September 1999


Inspectors sent in as SELLAFIELD Admits to serious safety Lapses

Independent, 14 September 1999

[Posted 14/09/1999]

THE NUCLEAR Installations Inspectorate, the official watchdog on nuclear safety, is to visit Sellafield [today] after an admission by officials at the plant of serious "irregularities" in the manufacture of highly dangerous nuclear fuel rods destined for export.

The investigation follows claims made to The Independent that safety checks on the fuel rods have been "falsified".

The problem concerns the production of uranium and plutonium mixed-oxide (MOX) fuel rods on an assembly line at British Nuclear Fuels"(BNFL) plant in Cumbria. Each rod contains more than 1,000 cylindrical pellets and about 200 pellets in each rod have to be routinely sampled and measured at three points to check they are the correct size.

However, a source at the plant told The Independent that some of these checks may have been faked. To save time, some employees bypassed quality- control checks by using data sheets from previous samples. Thus some batches of rods were passed as safe when they had not been checked at all.

MOX fuel is a highly dangerous substance. It receives the highest security classification and each consignment is shipped in armoured vehicles with armed escorts.

BNFL insisted yesterday that the irregularities it had found did not affect any of the assemblies now being sent to Japan on board two ships. But at least 10 lots have been found to have been falsified, according to the source. He added: "If the pellets are larger than they should be, they can expand and damage the cladding of the fuel rod. If they are too small, they can vibrate and the pellets can rupture."

The admission could not come at a more sensitive time for BNFL. It is preparing for a pounds 1bn privatisation and has applied for permission to open a new and highly controversial MOX facility costing pounds 300m. The future of the whole industry is dependent on the success of MOX manufacture and shipment to countries such as Japan, which is planning to run up to 18 reactors on the fuel by 2010. BNFL and its French partner, Cogema, are banking on 70 MOX reactors being run worldwide within 11 years.

Ed Lyman, scientific director of the Nuclear Control Institute in Washington DC, said that if true, the allegations would have serious safety implications for reactors loaded with the defective MOX fuel. "Clearly this is very important for Japan," he said. Japan's custom is the key to BNFL's ambitions to expand its activities to the new plant at Sellafield, which is expected to produce more than 100 tons of the fuel each year, Dr Lyman said.

"Any hint that the fuel would be defective would lead to a serious re- evaluation because the shipment would have to be sent back and refabricated at enormous cost," he added.

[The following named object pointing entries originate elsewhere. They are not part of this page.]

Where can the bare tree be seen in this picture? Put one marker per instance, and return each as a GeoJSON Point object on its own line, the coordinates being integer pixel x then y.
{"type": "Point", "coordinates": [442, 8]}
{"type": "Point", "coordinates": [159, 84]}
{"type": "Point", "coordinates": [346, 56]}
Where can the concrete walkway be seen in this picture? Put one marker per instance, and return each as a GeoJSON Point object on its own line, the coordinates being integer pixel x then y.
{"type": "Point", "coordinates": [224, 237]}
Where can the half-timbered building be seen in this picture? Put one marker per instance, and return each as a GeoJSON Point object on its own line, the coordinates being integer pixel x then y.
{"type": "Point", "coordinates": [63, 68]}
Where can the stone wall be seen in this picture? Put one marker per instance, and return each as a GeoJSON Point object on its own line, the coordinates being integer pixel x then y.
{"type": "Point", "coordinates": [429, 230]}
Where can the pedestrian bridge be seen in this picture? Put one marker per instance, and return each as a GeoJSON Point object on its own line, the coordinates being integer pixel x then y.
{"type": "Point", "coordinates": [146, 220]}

 In a statement to The Independent, BNFL said: "Some irregularities in data have been detected during the quality- control checks on MOX fuel currently being manufactured. Measures have been taken to address the issue." The company said all MOX fuel assemblies on the way to Japan have been fully certified. "Some fuel for additional assemblies is being prepared at this moment, and this fuel has not yet been certified," the spokesman added.

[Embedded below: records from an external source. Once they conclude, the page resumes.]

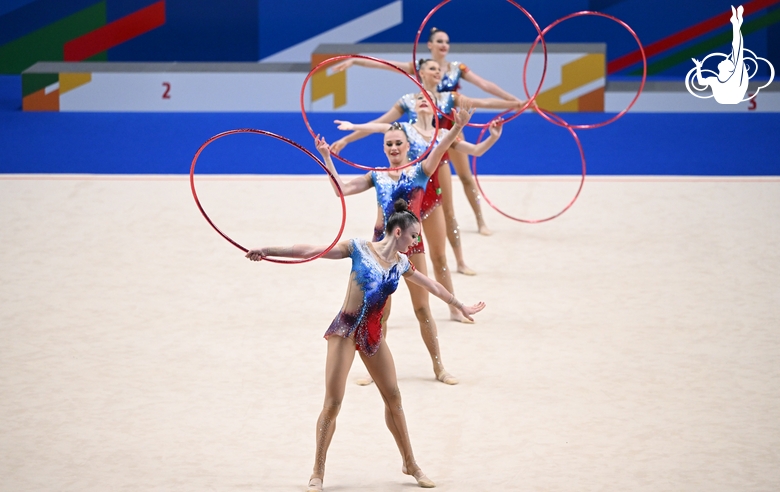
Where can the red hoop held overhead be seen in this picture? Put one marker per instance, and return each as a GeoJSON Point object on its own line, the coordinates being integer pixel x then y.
{"type": "Point", "coordinates": [560, 121]}
{"type": "Point", "coordinates": [530, 100]}
{"type": "Point", "coordinates": [285, 140]}
{"type": "Point", "coordinates": [534, 221]}
{"type": "Point", "coordinates": [401, 71]}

When asked to explain the nature of the irregularities, he said: "It is an irregularity in the data. They are not quite as we would have expected them so we've gone back and had another look to see how they might have arisen, and we are trying to put in place measures to make sure it is dealt with accordingly."

A spokesman for the Nuclear Installations Inspectorate said: "We've been informed of irregularities in the implementation of procedures for checking the size of MOX pellets for export."